For those not familiar with what most Chinese experienced from the moment they set foot in grade school and prepped for from birth: You're praised for getting the answer "right and fast". Not only does nothing else count but is possibly counted against you. Your classmates laugh at you for being wrong. Your teacher scolds you for not quickly regurgitating the reams of facts and quick calculations you are meant to memorize. You're measured by test scores only. This "institutional" problem is compounded after college where they find themselves in rigid work environs. Again, measured for getting correct exactly what you are told to do and only that.
In my recent struggles, I've had to "join the system". My Chengdu employees are only used to being dictated terms and measured. So I'm trying to hack the system. I put in this quarter's performance measurement worksheets that they get negative marks for not participating. Don't speak up and volunteer some idea when I ask a question, lose points, which equates to losing money. You don't lose points for being wrong, but for not speaking up at all. Just having quarterly performance worksheets is foreign to me. But its not to them. So I'm turning it on its head and measuring behavior I need them to exhibit.
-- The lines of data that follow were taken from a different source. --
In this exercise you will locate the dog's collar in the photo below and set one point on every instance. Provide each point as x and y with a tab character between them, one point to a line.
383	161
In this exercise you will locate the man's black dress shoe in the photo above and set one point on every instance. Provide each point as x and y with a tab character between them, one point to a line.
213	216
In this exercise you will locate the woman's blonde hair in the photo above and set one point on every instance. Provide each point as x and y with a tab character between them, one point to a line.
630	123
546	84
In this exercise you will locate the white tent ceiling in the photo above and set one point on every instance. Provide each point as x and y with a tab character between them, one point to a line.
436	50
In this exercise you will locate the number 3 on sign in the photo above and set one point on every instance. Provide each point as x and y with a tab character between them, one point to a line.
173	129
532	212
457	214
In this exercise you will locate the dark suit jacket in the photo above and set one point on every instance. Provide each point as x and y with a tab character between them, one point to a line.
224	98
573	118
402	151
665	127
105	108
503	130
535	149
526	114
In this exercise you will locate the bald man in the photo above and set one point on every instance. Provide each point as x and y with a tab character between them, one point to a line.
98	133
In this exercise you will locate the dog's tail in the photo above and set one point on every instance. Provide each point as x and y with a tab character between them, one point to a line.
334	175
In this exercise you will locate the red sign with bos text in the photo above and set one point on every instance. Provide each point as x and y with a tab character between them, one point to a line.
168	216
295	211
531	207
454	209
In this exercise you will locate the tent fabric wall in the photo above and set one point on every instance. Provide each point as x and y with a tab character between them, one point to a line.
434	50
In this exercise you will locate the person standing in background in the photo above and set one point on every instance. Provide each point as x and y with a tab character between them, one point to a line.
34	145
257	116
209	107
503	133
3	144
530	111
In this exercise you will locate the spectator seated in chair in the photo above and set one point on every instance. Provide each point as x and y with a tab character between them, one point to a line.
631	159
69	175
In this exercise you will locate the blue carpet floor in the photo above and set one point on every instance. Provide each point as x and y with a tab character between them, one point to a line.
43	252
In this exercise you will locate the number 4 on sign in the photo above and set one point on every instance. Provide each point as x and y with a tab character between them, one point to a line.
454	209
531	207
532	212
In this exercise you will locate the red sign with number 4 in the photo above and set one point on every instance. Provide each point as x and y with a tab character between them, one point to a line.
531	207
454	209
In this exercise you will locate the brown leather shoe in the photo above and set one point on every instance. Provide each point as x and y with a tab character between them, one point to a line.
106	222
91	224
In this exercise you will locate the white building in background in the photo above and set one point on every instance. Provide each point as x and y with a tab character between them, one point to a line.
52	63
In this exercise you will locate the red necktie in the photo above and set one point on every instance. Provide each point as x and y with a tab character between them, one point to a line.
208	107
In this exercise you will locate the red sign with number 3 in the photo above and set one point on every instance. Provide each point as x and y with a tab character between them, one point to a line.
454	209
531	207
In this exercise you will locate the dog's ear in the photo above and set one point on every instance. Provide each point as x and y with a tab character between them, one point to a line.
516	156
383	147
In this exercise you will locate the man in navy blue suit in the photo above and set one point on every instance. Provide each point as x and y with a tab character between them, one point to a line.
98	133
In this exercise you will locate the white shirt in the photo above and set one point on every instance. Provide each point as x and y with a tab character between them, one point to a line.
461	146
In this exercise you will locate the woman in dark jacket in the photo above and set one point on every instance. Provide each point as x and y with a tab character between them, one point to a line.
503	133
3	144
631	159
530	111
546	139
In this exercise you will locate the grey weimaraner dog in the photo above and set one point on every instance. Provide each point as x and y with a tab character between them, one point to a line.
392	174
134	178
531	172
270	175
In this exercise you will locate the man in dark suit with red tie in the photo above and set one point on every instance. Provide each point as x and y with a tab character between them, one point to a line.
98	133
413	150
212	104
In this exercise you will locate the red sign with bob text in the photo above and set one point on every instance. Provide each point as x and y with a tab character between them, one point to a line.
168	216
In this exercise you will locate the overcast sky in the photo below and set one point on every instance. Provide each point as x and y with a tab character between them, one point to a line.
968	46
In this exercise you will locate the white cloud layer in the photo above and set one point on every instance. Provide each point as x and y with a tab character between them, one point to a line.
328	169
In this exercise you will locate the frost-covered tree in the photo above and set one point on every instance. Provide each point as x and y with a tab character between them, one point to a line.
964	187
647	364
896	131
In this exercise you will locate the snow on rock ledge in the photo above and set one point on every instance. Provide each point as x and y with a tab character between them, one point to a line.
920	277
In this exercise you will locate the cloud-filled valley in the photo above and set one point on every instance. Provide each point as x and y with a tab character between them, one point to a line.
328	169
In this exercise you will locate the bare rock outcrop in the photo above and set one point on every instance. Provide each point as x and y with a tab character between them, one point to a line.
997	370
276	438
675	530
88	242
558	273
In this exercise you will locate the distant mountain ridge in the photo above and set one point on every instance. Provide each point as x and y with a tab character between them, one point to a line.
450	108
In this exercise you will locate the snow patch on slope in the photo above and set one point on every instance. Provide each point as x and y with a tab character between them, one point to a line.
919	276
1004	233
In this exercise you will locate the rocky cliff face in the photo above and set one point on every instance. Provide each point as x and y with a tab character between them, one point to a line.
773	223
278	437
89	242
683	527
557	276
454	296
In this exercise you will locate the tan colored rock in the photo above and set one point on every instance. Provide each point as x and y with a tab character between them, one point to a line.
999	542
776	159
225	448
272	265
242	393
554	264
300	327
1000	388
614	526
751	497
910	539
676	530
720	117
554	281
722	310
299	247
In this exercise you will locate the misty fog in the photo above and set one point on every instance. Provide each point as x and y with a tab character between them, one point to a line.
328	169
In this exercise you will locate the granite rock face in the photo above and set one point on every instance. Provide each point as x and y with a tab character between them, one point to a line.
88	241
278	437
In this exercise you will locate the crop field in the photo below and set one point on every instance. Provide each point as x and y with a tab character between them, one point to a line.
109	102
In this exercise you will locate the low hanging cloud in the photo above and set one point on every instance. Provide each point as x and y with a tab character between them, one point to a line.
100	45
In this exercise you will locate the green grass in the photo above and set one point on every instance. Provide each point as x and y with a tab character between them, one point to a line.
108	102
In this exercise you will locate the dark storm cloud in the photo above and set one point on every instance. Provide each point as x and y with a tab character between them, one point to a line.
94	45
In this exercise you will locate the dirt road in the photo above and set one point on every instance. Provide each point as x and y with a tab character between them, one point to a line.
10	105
What to do when you're a progressive software shop in China that wants your bright and good-hearted Chinese developers to accept "Your free, fly as high as like. Experiment. There is no punishment for getting the answer wrong! Collaborate! Iterate!"
Its changing. Mostly for the better. From 2000-2002, with my first dev shop in Shanghai, it took me two years to get my developers to come out of their shells. 10 years from now, this assessment will hopefully seem foreign to a 20-something Chinese programmer. But until then, it ain't easy.